The unveiling of the memorial plaque
The 100th anniversary of the establishment of Czechoslovakia saw the unveiling of a memorial plaque on the building of the Faculty of Arts of Comenius University, which is the former site of the Ministry for the Administration of Slovakia, which was the highest government body of the newly-formed Czechoslovak Republic in Slovakia. This initiative by Professor Martin Slobodník (the vice-dean of the Faculty of Arts) and Radoslav Števčík (the mayor of the Bratislava-Old Town city borough) was made possible by Soňa Halásová and Linda Paveleková, who are both students at the Academy of Fine Arts and Design.
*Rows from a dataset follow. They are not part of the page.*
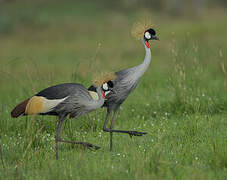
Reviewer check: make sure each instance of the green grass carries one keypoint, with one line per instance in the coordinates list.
(181, 101)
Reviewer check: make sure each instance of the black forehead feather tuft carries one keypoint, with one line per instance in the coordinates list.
(110, 84)
(151, 31)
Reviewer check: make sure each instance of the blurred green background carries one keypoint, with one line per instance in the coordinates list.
(181, 100)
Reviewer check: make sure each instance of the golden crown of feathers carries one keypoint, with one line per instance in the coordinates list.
(104, 78)
(139, 28)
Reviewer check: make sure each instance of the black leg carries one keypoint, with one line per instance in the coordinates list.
(58, 138)
(88, 145)
(58, 132)
(111, 130)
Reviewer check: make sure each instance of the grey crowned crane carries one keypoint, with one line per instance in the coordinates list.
(65, 99)
(125, 82)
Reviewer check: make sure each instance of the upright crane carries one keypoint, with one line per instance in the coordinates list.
(125, 82)
(65, 99)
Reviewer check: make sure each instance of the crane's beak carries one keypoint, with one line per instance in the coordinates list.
(113, 91)
(155, 38)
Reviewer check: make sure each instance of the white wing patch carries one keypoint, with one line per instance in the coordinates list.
(105, 86)
(48, 104)
(147, 35)
(39, 104)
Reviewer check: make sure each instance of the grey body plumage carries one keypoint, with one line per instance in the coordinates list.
(62, 100)
(125, 82)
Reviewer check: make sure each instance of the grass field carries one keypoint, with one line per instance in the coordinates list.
(181, 101)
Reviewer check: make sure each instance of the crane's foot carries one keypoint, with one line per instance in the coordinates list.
(136, 133)
(90, 146)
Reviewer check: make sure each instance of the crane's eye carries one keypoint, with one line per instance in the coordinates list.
(147, 35)
(105, 86)
(110, 84)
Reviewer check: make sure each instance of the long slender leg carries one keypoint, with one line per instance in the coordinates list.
(111, 127)
(58, 138)
(111, 130)
(58, 132)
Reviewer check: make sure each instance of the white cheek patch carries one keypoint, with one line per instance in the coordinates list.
(107, 92)
(105, 86)
(147, 35)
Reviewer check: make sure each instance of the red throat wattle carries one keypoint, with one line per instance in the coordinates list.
(103, 95)
(147, 44)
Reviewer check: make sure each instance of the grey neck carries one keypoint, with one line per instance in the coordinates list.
(146, 62)
(99, 91)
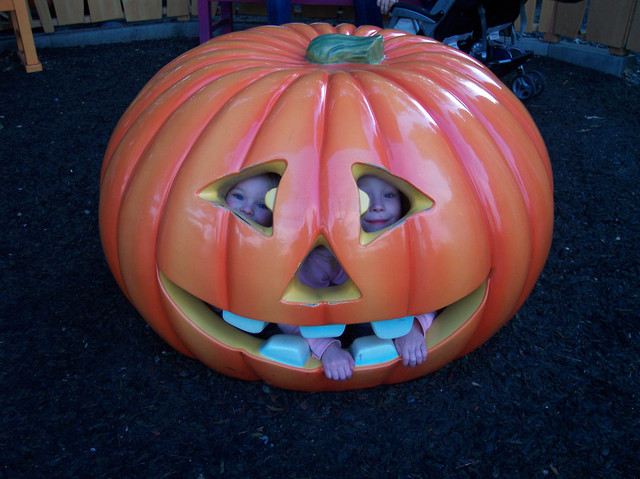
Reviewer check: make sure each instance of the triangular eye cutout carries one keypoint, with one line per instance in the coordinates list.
(320, 279)
(385, 201)
(249, 195)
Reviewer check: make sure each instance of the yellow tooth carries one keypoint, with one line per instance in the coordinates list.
(364, 202)
(270, 198)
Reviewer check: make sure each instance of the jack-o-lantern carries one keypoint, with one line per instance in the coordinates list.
(322, 111)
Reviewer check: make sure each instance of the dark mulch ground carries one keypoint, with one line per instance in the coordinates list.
(88, 390)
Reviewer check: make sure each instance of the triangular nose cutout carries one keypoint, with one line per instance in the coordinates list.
(320, 279)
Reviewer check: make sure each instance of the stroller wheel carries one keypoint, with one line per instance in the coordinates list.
(538, 81)
(523, 87)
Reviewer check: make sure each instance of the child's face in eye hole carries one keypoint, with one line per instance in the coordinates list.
(247, 198)
(385, 205)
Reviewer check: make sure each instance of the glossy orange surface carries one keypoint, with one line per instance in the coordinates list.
(427, 115)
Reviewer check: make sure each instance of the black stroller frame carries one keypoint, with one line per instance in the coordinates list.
(482, 28)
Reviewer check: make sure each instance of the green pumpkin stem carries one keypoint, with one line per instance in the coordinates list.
(338, 48)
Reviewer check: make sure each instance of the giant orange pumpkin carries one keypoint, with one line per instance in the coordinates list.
(426, 117)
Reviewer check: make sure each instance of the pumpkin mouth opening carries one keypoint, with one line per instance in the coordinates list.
(263, 340)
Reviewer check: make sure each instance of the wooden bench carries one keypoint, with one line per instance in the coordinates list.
(21, 23)
(207, 25)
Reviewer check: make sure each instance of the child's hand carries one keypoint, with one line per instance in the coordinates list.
(412, 346)
(338, 364)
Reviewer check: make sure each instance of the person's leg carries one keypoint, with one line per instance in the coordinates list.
(279, 11)
(367, 13)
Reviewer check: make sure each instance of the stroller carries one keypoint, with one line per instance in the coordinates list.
(482, 28)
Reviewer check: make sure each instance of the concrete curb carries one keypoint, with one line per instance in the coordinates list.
(587, 56)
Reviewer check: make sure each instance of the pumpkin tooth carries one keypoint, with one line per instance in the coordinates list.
(245, 324)
(286, 348)
(372, 350)
(327, 331)
(392, 328)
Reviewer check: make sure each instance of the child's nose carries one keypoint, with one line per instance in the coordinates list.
(376, 205)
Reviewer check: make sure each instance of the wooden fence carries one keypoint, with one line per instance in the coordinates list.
(614, 23)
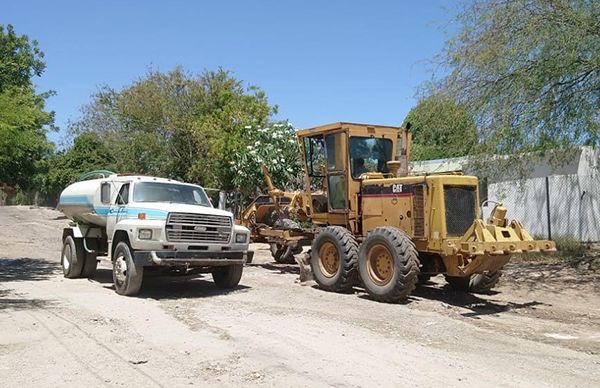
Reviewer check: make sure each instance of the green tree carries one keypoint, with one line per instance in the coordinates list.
(441, 128)
(23, 120)
(530, 72)
(20, 59)
(276, 146)
(88, 153)
(177, 125)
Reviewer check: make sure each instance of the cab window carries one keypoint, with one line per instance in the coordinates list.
(123, 197)
(369, 154)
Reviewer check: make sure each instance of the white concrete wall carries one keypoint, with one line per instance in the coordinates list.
(574, 205)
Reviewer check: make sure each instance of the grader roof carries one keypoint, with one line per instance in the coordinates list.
(345, 125)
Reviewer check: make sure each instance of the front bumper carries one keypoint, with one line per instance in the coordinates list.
(192, 259)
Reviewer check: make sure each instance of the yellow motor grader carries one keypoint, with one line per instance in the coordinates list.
(368, 220)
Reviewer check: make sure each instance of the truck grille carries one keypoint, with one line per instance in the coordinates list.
(190, 227)
(460, 208)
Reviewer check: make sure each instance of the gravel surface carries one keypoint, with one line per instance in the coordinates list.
(542, 328)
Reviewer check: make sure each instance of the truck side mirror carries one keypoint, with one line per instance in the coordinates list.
(222, 200)
(105, 192)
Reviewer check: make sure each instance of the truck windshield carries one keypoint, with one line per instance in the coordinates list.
(170, 192)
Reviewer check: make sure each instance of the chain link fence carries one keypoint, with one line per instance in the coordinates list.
(554, 206)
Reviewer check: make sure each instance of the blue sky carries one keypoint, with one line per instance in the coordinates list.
(319, 61)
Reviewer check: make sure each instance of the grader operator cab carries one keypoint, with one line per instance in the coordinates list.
(370, 220)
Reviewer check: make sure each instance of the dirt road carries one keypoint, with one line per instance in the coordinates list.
(541, 329)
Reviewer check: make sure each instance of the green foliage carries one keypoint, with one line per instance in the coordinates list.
(441, 128)
(177, 125)
(274, 145)
(20, 60)
(60, 170)
(23, 121)
(530, 72)
(22, 136)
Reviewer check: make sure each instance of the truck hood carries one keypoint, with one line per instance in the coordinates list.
(161, 207)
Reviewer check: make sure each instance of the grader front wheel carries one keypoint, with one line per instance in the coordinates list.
(334, 257)
(388, 264)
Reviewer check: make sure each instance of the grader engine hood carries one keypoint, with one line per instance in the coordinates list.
(488, 246)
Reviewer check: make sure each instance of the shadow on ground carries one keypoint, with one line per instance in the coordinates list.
(11, 301)
(478, 305)
(172, 287)
(26, 269)
(279, 268)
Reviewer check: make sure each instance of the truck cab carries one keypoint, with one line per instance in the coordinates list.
(140, 222)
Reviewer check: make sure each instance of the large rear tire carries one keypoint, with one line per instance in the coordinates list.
(334, 259)
(228, 276)
(90, 264)
(476, 283)
(389, 265)
(127, 276)
(72, 257)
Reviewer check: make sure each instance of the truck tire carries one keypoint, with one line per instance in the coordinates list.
(284, 254)
(389, 265)
(476, 283)
(89, 265)
(72, 257)
(127, 276)
(227, 276)
(334, 259)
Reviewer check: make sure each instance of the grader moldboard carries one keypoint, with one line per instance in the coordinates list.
(367, 219)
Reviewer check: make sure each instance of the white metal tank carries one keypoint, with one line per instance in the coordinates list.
(81, 202)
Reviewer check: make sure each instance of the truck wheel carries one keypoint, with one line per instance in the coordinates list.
(334, 259)
(388, 264)
(90, 264)
(227, 276)
(72, 258)
(283, 254)
(127, 276)
(476, 283)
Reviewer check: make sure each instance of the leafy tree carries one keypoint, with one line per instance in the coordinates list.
(529, 70)
(23, 121)
(20, 59)
(441, 128)
(88, 153)
(176, 124)
(276, 146)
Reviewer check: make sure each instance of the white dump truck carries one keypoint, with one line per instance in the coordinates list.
(149, 224)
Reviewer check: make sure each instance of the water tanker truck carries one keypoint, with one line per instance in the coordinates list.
(148, 224)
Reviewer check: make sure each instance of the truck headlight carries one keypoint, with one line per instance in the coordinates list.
(145, 234)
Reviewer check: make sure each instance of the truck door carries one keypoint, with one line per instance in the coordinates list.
(117, 210)
(337, 186)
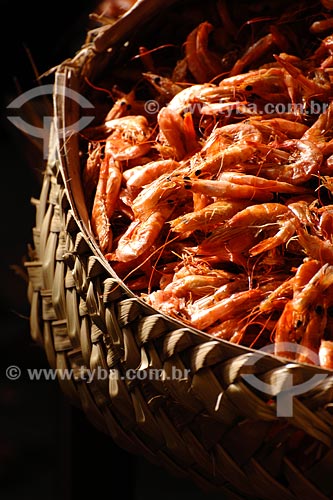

Comenius University Rector, Professor Karol Mičieta, highlighted the connection of the history of the university and the state: “The historical buildings of Comenius University in Bratislava – including this one housing the Faculty of Arts – were the sites of turning points in Czechoslovak and Slovak history as well as in the history of Bratislava itself, which was made the Slovak capital in the same year that the Czechoslovak State University, later Comenius University, was established.”
Pavel Sladký, the chargé d’affaires of the Czech embassy in Slovakia, said: “I would like to point out that the office housed in this building was the cradle of modern bureaucracy in Slovakia in the best sense of the word. I am glad that this building houses Comenius University, whose activities include the training of future state officials.
The mayor of Bratislava-Old Town, Radoslav Števčík, expressed the hope that the memorial plaque on the Faculty of Arts building will be an inspiration for similar initiatives which will help increase historical awareness and memory.